# (0,1) ~ [0,1]

1. Sep 20, 2007

### grossgermany

Prove (0,1) ~ [0,1]

I can think of an indirect proof:
1st step: make (0,1) ~ N , using a tangent function that is a 1-1 mapping from N to (0,1).
2nd step: since (0,1) is a subset of [0,1], if (0,1) is uncountable, then [0,1] must be uncountable
Problem: But these two steps doesn't necessarily mean (0,1)~[0,1], how can I resolve that? Even better, is there a direct proof? I really can't think of f such that f(0.0000...1)=0

2. Sep 20, 2007

### matt grime

Yes, there is a direct proof. It is trivial. It has even been given on this forum in the last couple of weeks. It is no harder than finding a bijection from {01,2,3,4....} to {1,2,3,4....}.

3. Sep 20, 2007

### grossgermany

do you have a link? I searched and found nothing

4. Sep 20, 2007

### EnumaElish

What exactly is a 1-1 mapping from N to (0,1)?

5. Sep 20, 2007

### MrJB

6. Sep 20, 2007

### HallsofIvy

First, map the inrrational numbers into themselselves.

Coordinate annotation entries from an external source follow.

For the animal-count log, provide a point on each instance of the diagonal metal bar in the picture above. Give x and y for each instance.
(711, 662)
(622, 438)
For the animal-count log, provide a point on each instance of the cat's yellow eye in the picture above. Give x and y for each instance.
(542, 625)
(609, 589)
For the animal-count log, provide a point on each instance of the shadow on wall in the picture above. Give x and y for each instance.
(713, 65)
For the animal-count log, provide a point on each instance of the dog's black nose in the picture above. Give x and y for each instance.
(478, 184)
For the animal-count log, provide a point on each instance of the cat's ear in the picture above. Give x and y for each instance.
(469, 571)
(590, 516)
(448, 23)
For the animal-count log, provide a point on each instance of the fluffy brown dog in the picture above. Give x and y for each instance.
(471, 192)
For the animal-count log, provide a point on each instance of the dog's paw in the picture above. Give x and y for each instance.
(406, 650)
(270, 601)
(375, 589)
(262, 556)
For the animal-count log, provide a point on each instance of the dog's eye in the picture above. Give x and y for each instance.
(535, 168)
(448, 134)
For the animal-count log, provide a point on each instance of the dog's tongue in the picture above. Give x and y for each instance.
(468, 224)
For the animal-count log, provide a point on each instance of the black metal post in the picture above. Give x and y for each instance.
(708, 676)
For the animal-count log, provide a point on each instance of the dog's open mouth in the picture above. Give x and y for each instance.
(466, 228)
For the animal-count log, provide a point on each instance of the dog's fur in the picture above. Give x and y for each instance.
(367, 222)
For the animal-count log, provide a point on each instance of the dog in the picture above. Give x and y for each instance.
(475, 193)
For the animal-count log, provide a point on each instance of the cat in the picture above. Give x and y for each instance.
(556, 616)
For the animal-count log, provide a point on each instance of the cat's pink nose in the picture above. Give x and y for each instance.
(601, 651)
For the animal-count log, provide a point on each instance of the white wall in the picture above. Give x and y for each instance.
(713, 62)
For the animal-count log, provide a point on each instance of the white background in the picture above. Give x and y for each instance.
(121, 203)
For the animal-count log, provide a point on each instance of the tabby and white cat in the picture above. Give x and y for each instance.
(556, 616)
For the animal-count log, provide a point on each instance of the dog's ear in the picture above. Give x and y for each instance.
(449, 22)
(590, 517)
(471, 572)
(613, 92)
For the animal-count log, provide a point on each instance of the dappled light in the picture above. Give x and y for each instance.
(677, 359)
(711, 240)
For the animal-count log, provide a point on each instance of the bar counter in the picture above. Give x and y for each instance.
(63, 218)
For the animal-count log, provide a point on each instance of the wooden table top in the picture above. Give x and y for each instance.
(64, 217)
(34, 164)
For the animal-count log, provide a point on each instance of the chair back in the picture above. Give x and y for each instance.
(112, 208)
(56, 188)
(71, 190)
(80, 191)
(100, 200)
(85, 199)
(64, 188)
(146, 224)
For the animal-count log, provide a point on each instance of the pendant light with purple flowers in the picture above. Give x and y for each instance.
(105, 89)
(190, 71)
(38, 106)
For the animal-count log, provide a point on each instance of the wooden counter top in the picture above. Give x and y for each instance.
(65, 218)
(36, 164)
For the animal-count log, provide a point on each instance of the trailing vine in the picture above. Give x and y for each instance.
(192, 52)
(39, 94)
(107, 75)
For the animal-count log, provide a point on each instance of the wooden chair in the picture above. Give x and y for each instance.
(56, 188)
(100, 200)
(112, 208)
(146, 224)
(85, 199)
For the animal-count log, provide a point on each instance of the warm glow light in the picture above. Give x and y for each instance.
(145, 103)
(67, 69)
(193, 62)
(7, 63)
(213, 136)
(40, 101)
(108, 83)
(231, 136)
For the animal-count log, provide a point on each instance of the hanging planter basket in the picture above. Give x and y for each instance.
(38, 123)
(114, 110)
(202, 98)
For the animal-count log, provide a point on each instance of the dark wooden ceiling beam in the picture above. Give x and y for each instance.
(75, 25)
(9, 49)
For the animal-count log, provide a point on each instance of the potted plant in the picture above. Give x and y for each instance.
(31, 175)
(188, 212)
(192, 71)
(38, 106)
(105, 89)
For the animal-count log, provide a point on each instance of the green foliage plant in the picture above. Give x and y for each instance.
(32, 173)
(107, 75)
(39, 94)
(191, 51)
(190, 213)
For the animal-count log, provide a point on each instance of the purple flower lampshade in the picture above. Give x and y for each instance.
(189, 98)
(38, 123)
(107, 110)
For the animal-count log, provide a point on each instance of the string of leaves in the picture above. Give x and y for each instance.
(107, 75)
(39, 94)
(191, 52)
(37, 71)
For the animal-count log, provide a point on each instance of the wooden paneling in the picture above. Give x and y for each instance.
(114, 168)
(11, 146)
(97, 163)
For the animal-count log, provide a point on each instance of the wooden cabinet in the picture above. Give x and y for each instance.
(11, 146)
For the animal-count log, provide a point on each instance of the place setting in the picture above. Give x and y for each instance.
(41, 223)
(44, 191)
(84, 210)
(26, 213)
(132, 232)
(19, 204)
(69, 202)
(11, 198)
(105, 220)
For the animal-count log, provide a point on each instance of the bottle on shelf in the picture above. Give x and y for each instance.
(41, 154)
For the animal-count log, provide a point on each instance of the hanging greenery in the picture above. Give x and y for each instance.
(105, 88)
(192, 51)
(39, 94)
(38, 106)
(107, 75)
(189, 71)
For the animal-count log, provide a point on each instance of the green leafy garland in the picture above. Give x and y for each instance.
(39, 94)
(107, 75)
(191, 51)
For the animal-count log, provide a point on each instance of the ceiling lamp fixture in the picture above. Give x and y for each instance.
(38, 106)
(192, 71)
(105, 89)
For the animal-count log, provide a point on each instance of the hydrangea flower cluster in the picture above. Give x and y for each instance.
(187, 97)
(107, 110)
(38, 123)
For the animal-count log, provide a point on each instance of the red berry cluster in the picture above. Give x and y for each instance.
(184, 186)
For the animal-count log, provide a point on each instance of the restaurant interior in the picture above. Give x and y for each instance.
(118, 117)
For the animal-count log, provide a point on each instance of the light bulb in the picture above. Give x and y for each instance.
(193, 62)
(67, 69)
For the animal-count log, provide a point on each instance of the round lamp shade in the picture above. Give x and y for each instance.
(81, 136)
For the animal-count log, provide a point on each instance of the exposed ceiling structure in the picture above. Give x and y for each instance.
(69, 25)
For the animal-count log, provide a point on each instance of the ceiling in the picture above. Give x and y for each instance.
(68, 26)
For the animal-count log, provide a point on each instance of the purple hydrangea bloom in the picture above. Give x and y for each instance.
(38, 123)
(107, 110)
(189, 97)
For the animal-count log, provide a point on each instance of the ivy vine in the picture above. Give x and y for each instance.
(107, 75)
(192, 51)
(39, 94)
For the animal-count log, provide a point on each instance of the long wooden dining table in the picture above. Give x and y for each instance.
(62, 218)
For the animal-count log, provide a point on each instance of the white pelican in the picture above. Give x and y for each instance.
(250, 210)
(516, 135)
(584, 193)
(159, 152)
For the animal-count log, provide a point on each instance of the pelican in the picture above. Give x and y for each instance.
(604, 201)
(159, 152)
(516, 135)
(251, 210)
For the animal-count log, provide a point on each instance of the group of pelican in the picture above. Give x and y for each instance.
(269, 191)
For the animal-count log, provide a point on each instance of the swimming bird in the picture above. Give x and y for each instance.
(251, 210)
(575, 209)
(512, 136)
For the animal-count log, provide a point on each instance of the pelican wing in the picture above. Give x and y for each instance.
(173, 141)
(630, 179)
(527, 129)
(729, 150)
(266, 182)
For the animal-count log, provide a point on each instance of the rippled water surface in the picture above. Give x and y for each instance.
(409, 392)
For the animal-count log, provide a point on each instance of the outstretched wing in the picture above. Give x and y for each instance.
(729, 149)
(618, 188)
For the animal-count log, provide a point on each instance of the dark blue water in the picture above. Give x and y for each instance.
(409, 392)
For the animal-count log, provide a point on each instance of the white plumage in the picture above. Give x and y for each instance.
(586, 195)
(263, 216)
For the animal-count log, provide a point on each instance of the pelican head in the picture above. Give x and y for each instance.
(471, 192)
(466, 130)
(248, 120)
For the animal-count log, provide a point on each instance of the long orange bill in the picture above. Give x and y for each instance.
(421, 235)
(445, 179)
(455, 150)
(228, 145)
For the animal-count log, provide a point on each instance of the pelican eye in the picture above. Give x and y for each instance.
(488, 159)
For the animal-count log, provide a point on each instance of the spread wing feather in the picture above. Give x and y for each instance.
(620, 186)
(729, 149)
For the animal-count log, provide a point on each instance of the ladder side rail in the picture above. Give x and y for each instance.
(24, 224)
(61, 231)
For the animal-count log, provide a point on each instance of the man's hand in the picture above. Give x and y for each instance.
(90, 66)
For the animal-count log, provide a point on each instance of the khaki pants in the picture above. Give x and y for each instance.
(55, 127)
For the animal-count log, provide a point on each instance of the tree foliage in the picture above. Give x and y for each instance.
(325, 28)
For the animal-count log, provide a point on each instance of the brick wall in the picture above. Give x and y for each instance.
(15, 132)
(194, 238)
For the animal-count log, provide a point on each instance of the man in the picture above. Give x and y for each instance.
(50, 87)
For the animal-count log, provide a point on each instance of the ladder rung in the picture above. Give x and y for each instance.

Since the rational number are countable, we can order them: $r_1, r_2, r_3, \cdot\cot\cot$

Now, map $r_1$ to 0, $r_2$ to 1, $r_n$ to $r_{n-2}$ for n>1.
(I have absolutely no idea where "cot cot cot" came from!)

7. Sep 21, 2007

### ZioX

It's the cotangent function. You've seemed to have forgotten a 'd' in your code.